Melioidosis is a serious infectious disease caused by Burkholderia pseudomallei. This bacterium is able to survive and multiply inside the immune cells such as macrophages. It is well established that Toll-like receptors (TLRs), particularly surface TLRs such as TLR2, TLR4, and TLR5, play an essential role in defending against this bacterial infection. However, the involvement of endosomal TLRs in the infection has not been elucidated. In this study, we demonstrated that the number of intracellular bacteria is reduced in TLR9-depleted RAW264.7 cells infected with B. pseudomallei, suggesting that TLR9 is involved in intracellular bacterial killing in macrophages. As several reports have previously demonstrated that pyroptosis is essential for restricting intracellular bacterial killing, particularly in B. pseudomallei infection, we also observed an increased release of cytosolic enzyme lactate dehydrogenase (LDH) in TLR9-depleted cells infected with B. pseudomallei, suggesting TLR9 involvement in pyroptosis in this context. Consistently, the increases in caspase-11 and gasdermind D (GSDMD) activations, which are responsible for the LDH release, were also detected.
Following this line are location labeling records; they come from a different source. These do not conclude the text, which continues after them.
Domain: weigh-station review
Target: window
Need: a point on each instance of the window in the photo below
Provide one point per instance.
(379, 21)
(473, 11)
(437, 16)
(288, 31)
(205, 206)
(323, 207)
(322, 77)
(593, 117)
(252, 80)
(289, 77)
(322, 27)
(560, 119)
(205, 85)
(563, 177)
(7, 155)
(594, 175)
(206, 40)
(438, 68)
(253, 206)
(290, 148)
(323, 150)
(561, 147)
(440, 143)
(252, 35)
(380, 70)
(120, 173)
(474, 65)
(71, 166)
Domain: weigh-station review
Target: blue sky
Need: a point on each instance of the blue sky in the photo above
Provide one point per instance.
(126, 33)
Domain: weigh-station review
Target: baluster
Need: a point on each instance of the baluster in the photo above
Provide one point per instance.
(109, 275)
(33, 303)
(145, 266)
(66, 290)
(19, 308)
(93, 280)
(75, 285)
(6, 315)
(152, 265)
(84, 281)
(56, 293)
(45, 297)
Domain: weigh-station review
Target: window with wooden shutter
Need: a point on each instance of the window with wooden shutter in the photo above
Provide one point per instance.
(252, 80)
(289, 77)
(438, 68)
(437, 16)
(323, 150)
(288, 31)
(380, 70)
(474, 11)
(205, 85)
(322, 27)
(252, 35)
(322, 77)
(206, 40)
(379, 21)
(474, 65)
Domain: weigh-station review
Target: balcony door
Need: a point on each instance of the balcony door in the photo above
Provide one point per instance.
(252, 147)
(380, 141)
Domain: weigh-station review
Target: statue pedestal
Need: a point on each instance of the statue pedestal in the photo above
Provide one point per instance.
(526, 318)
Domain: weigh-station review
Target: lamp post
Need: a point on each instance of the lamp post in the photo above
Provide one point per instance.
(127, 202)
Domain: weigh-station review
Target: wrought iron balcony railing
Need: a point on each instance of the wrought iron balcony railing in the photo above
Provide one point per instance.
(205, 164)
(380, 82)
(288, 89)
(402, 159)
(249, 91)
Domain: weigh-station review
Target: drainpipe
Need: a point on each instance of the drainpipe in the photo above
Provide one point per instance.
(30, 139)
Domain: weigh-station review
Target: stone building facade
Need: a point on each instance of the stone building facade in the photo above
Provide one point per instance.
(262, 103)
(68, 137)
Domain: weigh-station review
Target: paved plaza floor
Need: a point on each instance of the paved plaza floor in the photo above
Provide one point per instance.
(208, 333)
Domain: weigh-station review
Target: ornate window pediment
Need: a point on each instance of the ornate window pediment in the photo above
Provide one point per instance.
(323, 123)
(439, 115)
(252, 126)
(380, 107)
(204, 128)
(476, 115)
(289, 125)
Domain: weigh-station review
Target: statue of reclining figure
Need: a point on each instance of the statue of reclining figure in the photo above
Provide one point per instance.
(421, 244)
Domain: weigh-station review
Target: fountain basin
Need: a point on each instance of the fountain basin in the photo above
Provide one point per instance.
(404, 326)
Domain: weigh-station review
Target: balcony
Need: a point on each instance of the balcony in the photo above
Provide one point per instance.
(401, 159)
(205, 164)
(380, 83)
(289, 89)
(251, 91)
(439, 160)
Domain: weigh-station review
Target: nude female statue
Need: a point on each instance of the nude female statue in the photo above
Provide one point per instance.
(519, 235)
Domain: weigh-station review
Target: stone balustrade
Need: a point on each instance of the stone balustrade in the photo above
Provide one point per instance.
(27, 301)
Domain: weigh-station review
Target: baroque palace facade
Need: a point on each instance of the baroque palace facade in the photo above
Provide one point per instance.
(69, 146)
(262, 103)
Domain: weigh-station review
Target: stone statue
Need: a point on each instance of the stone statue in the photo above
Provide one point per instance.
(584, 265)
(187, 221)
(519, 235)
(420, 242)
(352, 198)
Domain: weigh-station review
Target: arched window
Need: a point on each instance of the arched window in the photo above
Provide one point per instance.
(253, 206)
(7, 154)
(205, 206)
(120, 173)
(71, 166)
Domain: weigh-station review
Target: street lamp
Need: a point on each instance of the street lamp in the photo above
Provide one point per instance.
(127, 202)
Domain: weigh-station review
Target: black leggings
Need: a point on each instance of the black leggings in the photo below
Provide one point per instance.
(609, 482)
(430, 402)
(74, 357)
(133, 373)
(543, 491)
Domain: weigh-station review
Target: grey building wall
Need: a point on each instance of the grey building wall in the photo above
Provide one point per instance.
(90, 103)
Moreover, we demonstrated that the increases in pyroptosis and bacterial killing in B. pseudomallei infected TLR9-depleted cells were due to the augmentation of the IFN-β, one of the key cytokines known to regulate caspase-11. Altogether, this finding showed that TLR9 suppresses macrophage killing of B. pseudomallei by regulating pyroptosis. This information provides a novel mechanism of TLR9 in the regulation of intracellular bacterial killing by macrophages, which could potentially be leveraged for therapeutic intervention. Surface TLRs have been well established to play an essential role in Burkholderia pseudomallei infection. However, the role of endosomal TLRs has not been elucidated. In the present study, we demonstrated that TLR9 plays a crucial role by negatively regulating cytokine production, particularly IFN-β, a vital cytokine to control pyroptosis via caspase-11 activation. By depletion of TLR9, the percentage of pyroptosis was significantly increased, leading to suppression of intracellular survival in B. pseudomallei-infected macrophages. These findings provide a new role of TLR9 in macrophages.